Demografischer Wandel in Sachsen-Anhalt

Laut der Bevölkerungsprognose des Statistischen Bundesamtes leidet Ostdeutschland stärker unter den Folgen von Rückgang und Alterung der Bevölkerung als der Westen der Bundesrepublik. Der Demografische Wandel fällt in den neuen Bundesländern mit den strukturellen Umbrüchen von 1989 zusammen. Deshalb ist der Osten der Republik besonders betroffen.

So ist in Sachsen-Anhalt seit 1990 die Zahl der Einwohner kontinuierlich zurückgegangen - insgesamt um rund 22 Prozent von 2,9 Millionen auf derzeit 2,2 Millionen.
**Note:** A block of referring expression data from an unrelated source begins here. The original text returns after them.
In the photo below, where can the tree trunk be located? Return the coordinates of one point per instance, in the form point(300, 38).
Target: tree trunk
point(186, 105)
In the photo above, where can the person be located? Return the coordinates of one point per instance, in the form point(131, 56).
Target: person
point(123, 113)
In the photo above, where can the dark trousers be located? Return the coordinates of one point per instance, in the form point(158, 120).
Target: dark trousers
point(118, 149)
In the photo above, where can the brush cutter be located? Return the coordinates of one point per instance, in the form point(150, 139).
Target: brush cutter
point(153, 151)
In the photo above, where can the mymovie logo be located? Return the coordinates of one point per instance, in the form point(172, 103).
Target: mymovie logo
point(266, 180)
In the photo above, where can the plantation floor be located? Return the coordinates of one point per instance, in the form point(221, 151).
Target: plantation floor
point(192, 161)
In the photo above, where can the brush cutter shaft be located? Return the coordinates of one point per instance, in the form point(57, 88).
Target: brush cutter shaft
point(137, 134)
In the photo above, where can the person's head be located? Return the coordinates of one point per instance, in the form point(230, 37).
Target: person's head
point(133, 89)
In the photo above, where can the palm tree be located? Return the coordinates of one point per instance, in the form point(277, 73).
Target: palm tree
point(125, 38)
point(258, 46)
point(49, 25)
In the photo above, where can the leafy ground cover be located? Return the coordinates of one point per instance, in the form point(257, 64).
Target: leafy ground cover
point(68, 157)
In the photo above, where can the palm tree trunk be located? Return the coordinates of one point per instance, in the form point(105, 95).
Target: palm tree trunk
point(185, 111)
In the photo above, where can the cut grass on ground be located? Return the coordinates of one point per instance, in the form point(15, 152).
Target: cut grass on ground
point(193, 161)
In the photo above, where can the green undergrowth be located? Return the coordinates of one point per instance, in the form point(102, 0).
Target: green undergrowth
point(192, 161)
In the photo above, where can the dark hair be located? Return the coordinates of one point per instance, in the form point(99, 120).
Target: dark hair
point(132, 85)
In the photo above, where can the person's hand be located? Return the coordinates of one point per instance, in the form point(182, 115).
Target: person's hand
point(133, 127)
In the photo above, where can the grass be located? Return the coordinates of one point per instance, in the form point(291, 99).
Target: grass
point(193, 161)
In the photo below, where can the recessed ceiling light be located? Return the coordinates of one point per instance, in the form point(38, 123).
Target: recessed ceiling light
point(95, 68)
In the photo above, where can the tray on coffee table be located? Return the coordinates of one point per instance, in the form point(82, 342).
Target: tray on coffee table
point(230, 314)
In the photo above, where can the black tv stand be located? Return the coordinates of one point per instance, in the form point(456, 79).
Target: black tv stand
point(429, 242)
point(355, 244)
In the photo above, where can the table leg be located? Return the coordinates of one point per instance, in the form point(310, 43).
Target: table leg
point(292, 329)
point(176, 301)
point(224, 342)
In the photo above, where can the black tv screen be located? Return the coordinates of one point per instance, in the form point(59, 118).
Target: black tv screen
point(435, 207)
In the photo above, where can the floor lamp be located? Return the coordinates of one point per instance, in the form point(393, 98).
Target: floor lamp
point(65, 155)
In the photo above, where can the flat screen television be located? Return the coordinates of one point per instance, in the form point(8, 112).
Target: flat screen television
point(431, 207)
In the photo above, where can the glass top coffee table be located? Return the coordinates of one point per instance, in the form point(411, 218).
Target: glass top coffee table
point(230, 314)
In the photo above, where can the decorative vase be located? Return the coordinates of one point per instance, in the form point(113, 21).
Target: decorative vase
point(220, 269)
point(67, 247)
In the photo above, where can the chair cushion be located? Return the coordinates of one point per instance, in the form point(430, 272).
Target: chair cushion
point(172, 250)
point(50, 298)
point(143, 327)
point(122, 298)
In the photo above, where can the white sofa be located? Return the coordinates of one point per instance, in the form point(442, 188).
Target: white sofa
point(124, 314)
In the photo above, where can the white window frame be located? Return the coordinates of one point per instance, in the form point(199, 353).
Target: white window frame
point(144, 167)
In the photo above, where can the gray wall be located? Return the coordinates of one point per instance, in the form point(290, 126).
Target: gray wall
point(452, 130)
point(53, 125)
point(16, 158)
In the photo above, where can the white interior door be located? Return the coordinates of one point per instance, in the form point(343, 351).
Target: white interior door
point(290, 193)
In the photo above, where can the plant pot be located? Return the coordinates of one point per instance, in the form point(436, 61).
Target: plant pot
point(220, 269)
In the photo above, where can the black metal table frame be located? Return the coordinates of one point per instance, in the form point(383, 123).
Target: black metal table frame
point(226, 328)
Laut aktueller Vorausberechnungen hält dieser Trend weiter an: Nach der 6. Regionalisierten Bevölkerungsprognose werden im Jahr 2030 voraussichtlich weniger als zwei Millionen Menschen in Sachsen-Anhalt leben.

Der demografische Wandel ist jedoch nicht nur vom Rückgang der Bevölkerungszahl gekennzeichnet. Mindestens ebenso gravierend sind die Verschiebungen in der Alterspyramide. Der Anteil der über 65-Jährigen wird dann voraussichtlich von ca. 25 Prozent im Jahre 2015 auf ca. 33 Prozent im Jahr 2030 ansteigen.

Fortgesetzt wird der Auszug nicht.